The Informal Sector, Productivity, and Enforcement in West Africa: A Firm-level Analysis

Authors


  • The results presented in this paper are from a broader study on informality, the business climate and economic growth in West Africa, funded by the Research Department of the World Bank. We are grateful to several anonymous Bank referees for helpful comments during the design of the project. We also thank very much experts from UEMOA, and the national governments for helpful assistance during the data collection phase. Dominique Haughton provided very helpful assistance during the sample design and data analysis phases. Ibrahima Thione Diop and Birahim Bouna Niang, and Steve Golub also provided useful comments. Of course, the usual disclaimer applies.

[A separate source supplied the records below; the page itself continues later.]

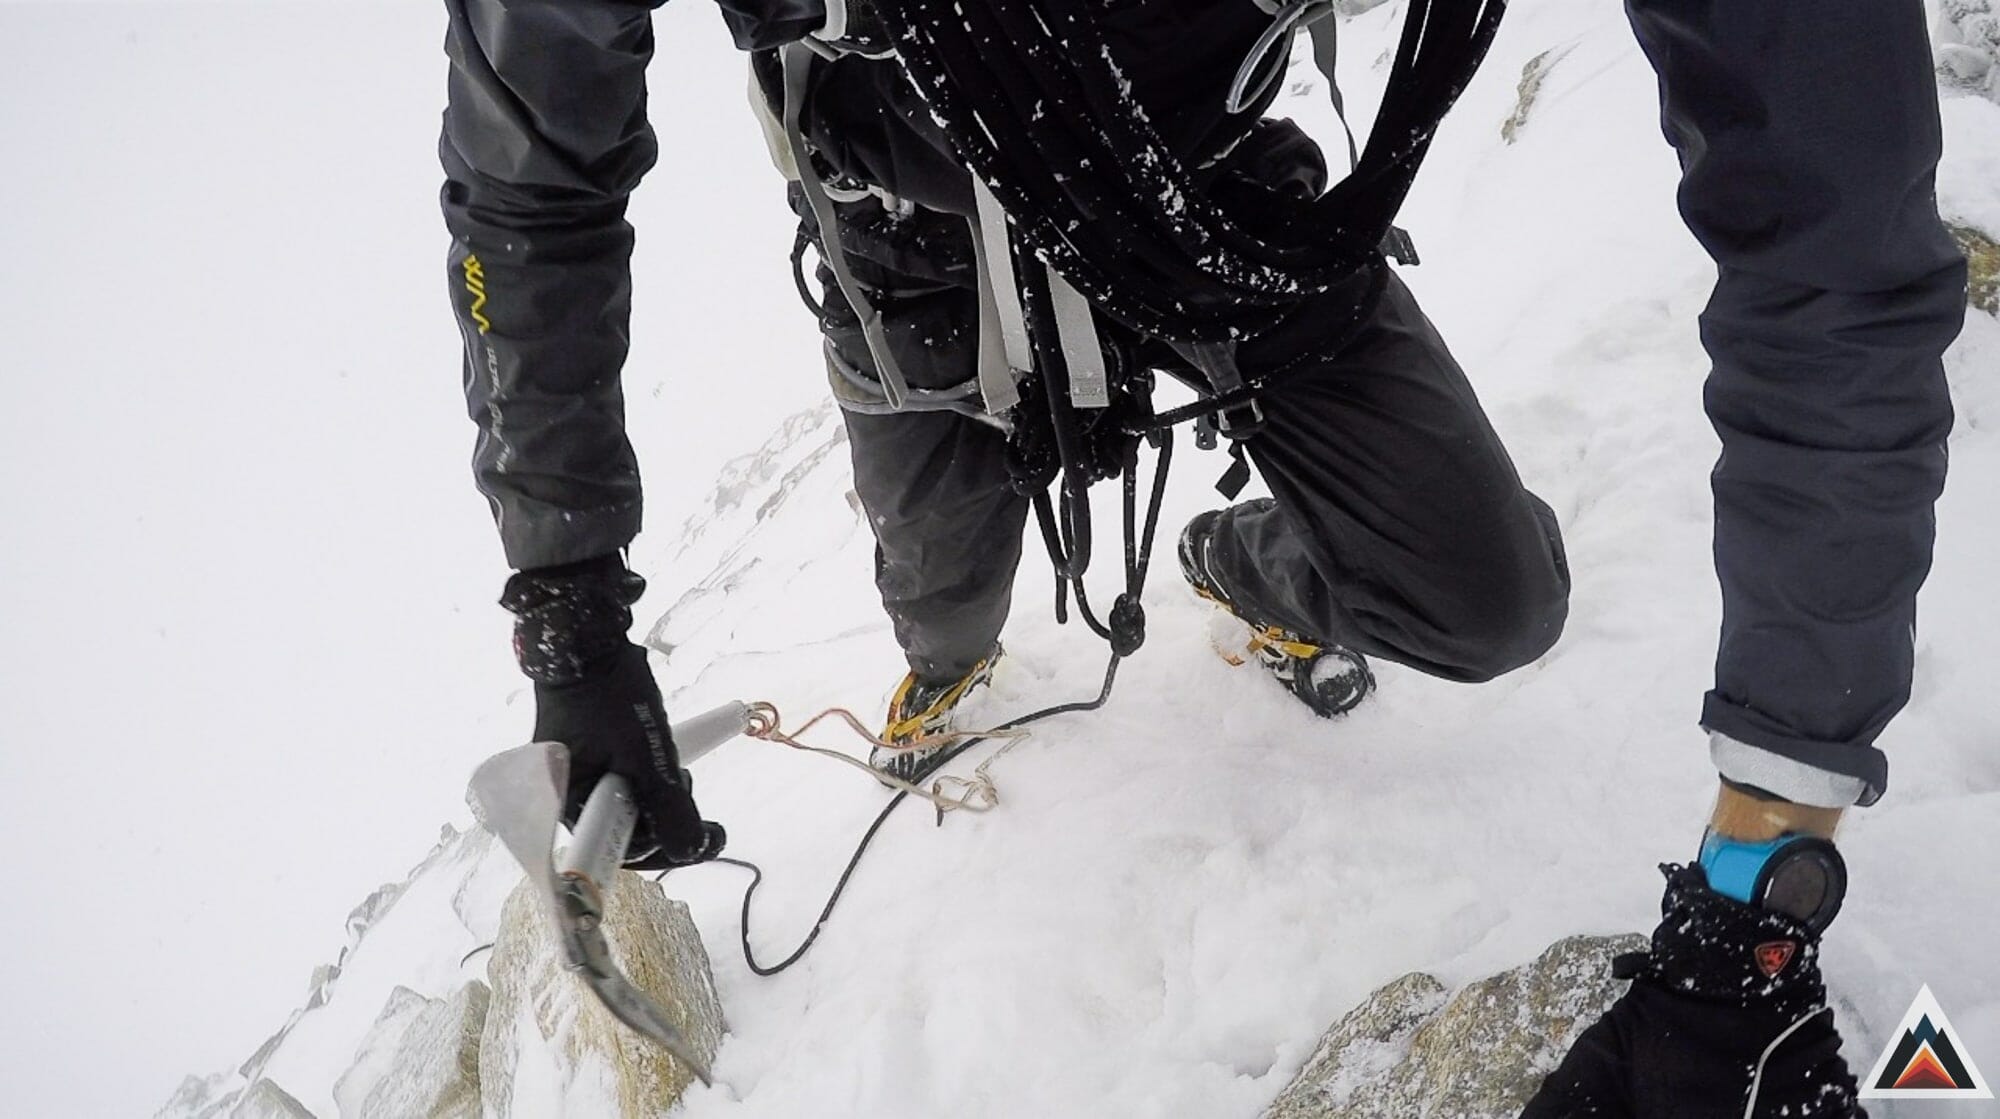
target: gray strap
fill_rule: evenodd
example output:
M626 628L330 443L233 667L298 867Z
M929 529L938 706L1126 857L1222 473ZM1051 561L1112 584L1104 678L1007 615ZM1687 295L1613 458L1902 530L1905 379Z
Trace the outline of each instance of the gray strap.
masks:
M805 133L799 128L799 114L805 109L806 78L812 71L813 54L800 43L788 43L779 48L785 68L785 140L792 149L792 161L798 165L799 186L804 189L806 201L812 206L813 220L819 223L819 243L826 266L832 270L833 278L840 285L840 294L847 298L847 305L861 320L861 336L868 342L868 354L875 359L875 375L882 382L882 393L889 398L889 406L901 410L909 399L909 382L903 379L902 367L896 364L896 357L889 352L889 336L882 329L882 316L875 305L861 292L861 285L854 279L854 272L847 267L847 253L840 247L840 225L834 216L833 199L827 197L826 185L819 181L813 170L812 153L806 149Z
M1028 346L1028 318L1021 310L1021 289L1014 280L1014 254L1008 245L1007 212L977 175L972 179L974 209L979 214L973 255L979 267L979 374L982 390L989 377L998 380L1004 366L1006 387L994 386L1008 407L1020 400L1014 385L1014 371L1034 367ZM1056 336L1063 359L1069 366L1070 402L1078 408L1105 408L1111 404L1111 378L1104 368L1104 350L1097 341L1097 321L1091 316L1090 301L1069 286L1069 281L1053 268L1046 269L1050 303L1055 311ZM997 332L994 327L997 326ZM999 335L995 355L993 335ZM995 357L1000 361L995 361ZM991 371L989 373L989 370ZM986 406L994 406L989 393Z
M1336 55L1336 28L1339 20L1333 18L1333 7L1306 24L1307 34L1312 36L1313 67L1326 77L1327 99L1333 102L1333 111L1340 118L1340 129L1347 133L1347 169L1353 171L1361 162L1361 149L1354 146L1354 129L1347 125L1347 104L1340 96L1340 83L1333 77L1333 62Z
M1191 342L1182 352L1208 378L1209 388L1216 396L1229 396L1247 387L1243 370L1236 364L1236 343ZM1263 427L1264 406L1254 395L1248 402L1225 409L1215 417L1215 430L1231 439L1247 439Z
M833 42L847 37L847 0L824 0L826 23L812 33L813 38Z
M987 414L986 405L980 400L977 377L967 377L948 389L911 389L910 398L903 402L903 407L891 408L882 394L882 382L842 357L831 339L821 342L820 351L826 357L827 387L833 390L833 402L840 405L843 412L863 416L956 412L967 419L1007 430L1005 420Z
M1007 364L1019 370L1035 367L1028 346L1028 316L1021 311L1021 288L1014 282L1014 252L1007 244L1007 211L979 176L972 177L972 201L979 214L979 252L993 287L993 306L1000 317L1000 341Z
M771 111L771 102L764 96L764 87L758 84L757 71L749 66L743 68L750 79L750 113L757 118L757 130L764 136L764 152L771 157L771 166L788 183L799 181L798 168L792 166L791 141L785 138L785 122Z
M1069 366L1069 402L1078 408L1109 408L1111 378L1104 371L1104 349L1098 345L1090 300L1069 286L1055 269L1046 271L1049 302L1056 313L1056 337L1062 342L1063 362Z
M1000 308L993 302L993 273L986 266L986 243L979 222L972 226L972 267L979 273L979 396L995 415L1021 402L1014 367L1007 361L1007 344L1000 337Z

Tel: +1-202-473-0189; E-mail: NBenjamin@worldbank.org.

Abstract

The informal sector accounts for a major share of African economies' GDP, employment and firms. Most national surveys of the sector focus on informal employment rather than the structure of informal businesses, with sample designs oriented to small scale individual or household firms. Here, firm-level data are used, collected on 900 formal and informal businesses in the capitals of Benin, Burkina Faso and Senegal. Data from these surveys, complemented by semi-structured interviews of major stakeholders in the three cities as well as data from national accounts, document huge enforcement problems, leading to the emergence of large informal actors coexisting with smaller informal businesses. While there is a significant difference in productivity between formal and informal firms, the productivity gap is much smaller for large informal firms than for small informal firms, suggesting that large informal firms have the pre-requisites to formalize but choose not to do so.